Crisis financiera desatada en Wall Street, y que se ha extendido por todo el mundo, se podía prever

Y aunque inicialmente estaba circunscrito al país que en este aspecto siempre marca la pauta, Estados Unidos, ahora está desparramado por el resto del mundo

A partir de esos días no ha resultado nada fácil encontrar reportes positivos sobre la economía. "Necesitamos algunas buenas noticias para encontrar un piso, pero no se ven llegar por lado alguno", comentó en esa época el veterano y muy confiable Bill Seidman en Cnbc.

Las acciones de las empresas en el sector de energía, el último reducto que aún se mantenía con vida, resultaron en esa época duramente golpeadas cuando los precios del crudo cayeron inicialmente más del 11 por ciento durante cuatro días seguidos.

Durante estos tres meses, por ejemplo, resultaron golpeadas las empresas del sector carbonífero (Kol bajó 50 por ciento), gas natural (Fcg bajó 42 por ciento), energía solar (Tan bajó 30 por ciento.)

A pesar de que se venía registrando oficialmente desde hace ya algún tiempo un mercado a la baja (índices principales más de 20 pro ciento por debajo de los niveles alcanzados en octubre pasado), hasta hace apenas un par de semanas el proceso de venta había resultado bastante ordenado.
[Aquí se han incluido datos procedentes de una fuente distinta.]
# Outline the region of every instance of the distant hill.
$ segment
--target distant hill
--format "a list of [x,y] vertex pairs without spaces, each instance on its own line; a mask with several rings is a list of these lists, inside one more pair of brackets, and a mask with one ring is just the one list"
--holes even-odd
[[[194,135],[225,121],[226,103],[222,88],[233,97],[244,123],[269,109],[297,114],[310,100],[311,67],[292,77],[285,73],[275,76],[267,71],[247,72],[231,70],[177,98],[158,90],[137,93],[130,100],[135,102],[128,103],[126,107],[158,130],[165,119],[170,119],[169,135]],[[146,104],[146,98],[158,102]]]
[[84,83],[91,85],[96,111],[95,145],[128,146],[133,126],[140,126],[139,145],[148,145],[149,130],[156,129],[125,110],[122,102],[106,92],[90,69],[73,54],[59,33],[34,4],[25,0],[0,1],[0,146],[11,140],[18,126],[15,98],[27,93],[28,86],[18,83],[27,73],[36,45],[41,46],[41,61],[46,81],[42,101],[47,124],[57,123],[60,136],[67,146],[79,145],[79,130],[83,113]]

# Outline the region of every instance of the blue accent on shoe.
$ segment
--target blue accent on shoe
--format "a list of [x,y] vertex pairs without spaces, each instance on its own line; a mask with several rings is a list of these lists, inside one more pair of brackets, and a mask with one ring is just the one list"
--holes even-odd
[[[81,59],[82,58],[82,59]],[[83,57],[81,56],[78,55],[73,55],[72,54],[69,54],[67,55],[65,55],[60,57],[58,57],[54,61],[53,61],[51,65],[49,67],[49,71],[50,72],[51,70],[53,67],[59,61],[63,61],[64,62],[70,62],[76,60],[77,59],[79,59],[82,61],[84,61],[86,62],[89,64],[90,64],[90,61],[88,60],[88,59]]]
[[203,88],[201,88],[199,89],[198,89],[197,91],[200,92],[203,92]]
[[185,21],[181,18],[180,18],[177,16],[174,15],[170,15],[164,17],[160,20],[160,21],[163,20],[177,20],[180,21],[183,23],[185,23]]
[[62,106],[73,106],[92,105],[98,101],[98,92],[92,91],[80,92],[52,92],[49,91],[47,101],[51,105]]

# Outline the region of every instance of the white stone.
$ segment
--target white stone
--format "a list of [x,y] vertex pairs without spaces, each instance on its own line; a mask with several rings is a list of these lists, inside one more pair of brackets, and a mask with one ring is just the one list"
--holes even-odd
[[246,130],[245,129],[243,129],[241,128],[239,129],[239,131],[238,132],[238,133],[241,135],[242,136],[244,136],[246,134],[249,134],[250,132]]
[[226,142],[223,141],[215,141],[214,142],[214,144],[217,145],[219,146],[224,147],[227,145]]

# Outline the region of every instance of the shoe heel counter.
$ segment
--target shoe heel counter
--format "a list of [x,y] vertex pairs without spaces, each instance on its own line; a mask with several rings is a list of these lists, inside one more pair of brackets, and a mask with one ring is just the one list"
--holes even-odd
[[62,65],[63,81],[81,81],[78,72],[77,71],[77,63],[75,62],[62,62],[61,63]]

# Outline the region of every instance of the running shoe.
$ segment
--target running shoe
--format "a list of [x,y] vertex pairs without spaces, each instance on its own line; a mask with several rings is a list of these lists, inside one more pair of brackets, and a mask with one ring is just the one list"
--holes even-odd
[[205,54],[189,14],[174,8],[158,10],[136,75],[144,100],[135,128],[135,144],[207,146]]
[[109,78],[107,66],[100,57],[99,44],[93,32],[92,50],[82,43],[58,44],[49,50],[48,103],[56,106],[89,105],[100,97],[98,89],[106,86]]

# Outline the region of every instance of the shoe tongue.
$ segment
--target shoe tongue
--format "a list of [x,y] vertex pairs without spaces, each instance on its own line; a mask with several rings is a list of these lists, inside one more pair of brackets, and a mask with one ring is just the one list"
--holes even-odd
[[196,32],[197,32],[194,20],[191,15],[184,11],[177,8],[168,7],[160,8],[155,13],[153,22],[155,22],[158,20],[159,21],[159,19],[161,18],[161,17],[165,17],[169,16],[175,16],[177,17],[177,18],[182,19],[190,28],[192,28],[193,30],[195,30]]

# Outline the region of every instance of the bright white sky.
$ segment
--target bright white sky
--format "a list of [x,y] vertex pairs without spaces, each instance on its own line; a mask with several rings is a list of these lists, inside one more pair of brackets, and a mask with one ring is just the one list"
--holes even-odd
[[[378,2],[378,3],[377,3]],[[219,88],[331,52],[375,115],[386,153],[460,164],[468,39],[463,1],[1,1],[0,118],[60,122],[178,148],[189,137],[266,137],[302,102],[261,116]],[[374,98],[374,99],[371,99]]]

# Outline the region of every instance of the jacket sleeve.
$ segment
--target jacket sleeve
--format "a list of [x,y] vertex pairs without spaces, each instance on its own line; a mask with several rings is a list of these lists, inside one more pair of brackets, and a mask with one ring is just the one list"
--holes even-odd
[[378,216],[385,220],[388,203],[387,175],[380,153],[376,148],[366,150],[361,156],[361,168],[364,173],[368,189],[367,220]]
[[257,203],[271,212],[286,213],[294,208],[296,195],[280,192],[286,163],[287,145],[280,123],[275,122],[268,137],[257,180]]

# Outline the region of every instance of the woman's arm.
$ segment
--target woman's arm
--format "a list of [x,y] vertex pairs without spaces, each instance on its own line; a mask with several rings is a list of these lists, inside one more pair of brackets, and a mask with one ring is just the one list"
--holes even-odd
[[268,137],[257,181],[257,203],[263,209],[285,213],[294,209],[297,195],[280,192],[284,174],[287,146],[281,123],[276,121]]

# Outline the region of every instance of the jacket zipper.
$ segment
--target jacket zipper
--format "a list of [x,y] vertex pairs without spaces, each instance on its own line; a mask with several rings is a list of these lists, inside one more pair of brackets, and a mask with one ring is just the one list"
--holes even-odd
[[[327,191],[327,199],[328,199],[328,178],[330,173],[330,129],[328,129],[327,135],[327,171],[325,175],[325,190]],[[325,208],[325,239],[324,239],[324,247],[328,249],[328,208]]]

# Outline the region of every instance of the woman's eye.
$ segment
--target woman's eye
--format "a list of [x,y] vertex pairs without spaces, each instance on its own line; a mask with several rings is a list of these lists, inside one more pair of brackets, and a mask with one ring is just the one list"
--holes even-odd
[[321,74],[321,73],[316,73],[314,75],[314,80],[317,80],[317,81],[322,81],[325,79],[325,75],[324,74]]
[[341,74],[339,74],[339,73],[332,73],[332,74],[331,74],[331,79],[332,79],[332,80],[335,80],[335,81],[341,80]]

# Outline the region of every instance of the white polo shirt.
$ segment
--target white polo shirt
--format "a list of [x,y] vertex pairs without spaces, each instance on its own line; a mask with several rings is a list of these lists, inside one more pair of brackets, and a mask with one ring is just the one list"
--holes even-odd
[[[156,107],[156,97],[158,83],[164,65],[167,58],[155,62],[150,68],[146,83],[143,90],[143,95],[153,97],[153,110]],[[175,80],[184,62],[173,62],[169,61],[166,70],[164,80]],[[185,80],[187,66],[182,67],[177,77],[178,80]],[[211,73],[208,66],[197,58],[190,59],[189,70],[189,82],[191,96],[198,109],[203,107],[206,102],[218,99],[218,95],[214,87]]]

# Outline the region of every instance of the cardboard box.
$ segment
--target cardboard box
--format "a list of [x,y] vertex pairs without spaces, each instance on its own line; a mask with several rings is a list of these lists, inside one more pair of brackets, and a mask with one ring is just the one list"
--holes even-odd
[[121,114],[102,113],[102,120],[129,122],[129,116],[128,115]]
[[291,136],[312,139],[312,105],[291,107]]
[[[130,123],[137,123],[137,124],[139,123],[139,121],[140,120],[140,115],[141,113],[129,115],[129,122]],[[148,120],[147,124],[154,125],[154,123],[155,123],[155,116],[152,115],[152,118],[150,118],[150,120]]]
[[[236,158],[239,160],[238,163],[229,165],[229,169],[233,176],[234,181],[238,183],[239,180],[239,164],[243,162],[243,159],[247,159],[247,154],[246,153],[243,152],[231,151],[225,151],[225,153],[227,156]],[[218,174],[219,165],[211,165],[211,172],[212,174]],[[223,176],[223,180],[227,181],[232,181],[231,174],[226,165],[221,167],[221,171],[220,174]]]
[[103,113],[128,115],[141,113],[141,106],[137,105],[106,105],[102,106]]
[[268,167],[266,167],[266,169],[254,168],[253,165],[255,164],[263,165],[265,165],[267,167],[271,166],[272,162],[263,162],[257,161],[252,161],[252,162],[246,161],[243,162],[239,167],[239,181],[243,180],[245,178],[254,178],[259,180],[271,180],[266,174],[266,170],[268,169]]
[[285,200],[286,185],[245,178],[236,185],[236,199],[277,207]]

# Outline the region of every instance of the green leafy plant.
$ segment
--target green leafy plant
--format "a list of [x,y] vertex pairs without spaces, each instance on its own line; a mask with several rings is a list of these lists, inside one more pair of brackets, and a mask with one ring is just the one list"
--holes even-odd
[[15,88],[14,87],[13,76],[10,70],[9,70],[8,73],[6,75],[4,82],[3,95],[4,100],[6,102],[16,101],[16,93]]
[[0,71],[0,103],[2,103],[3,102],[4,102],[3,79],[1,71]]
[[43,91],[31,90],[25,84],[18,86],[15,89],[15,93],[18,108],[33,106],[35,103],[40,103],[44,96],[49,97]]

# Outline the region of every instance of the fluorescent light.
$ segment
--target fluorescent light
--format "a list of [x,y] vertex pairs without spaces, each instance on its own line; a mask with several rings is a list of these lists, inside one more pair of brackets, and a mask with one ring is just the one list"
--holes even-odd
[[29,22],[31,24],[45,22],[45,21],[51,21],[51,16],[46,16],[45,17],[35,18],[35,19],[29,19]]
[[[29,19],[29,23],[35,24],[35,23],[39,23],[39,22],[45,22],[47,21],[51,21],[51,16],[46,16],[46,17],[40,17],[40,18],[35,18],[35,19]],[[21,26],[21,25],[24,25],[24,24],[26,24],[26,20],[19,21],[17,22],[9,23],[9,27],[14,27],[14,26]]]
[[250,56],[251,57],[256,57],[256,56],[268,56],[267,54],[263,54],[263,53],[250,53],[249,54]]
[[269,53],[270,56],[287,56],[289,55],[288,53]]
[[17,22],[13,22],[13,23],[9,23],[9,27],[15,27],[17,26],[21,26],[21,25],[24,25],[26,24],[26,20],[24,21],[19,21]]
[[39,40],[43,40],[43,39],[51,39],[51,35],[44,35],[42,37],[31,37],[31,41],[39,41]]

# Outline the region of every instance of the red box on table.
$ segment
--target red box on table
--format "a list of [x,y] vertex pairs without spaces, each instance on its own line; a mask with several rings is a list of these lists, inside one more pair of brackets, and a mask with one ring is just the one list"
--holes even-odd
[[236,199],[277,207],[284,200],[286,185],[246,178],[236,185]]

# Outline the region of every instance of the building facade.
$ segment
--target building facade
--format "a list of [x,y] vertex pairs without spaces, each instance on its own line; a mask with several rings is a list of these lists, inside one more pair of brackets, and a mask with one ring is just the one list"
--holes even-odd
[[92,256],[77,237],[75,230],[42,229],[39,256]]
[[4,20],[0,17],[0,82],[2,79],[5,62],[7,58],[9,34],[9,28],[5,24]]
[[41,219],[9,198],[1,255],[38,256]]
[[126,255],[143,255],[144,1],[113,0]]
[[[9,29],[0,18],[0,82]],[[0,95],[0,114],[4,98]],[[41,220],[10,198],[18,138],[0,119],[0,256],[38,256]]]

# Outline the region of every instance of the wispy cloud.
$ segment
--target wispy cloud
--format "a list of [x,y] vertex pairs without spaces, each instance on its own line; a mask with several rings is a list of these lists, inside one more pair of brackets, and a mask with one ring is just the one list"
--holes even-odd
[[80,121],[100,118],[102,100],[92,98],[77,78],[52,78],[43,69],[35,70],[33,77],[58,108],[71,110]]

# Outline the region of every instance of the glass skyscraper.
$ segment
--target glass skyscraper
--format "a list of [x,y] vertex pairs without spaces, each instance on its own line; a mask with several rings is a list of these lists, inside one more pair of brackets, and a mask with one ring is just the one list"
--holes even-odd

Los analistas no dejaban de preguntarse por qué la sensación de pánico aún no hacía presencia.

El hecho es que muchos inversionistas profesionales se mostraban bien impacientes ante ese aparente letargo. Ante la creencia generalizada que el mercado debía bajar más antes de poder consolidarse una verdadera subida, no veían la hora de que llegase ese momento cuando 'se tira la toalla y se abandona cualquier dejo de esperanza', con el fin de poder empezar a tomar decisiones de fondo.

Esas capitulaciones, a partir de las cuales las acciones resultan notoriamente sobre vendidas y se convierten en verdaderas gangas, constituyen un fenómeno cuya ocurrencia se ha registrado con cierta frecuencia.

Cuando el universo de vendedores se seca (seguro que los Warren Buffet y los Luis Carlos Sarmiento no van a correr a deshacerse de sus acciones a esos precios) el único camino disponible es el de empezar a comprar.

A corto plazo es una mala noticia, por el dolor inflingido. Pero a largo plazo es buena, ya que se constituye un piso a partir del cual el mercado puede comenzar un camino definitivamente ascendente y, a partir del cual, históricamente se han logrado las rentabilidades más altas.

Sube y baja

Existen varios parámetros que ayudan a determinar si una capitulación puede estar cerca, porque se ha comprobado que para que ella ocurra se requiere previamente de un gran nivel de ansiedad. En el mercado de acciones, el más aceptado es la 'volatilidad esperada'.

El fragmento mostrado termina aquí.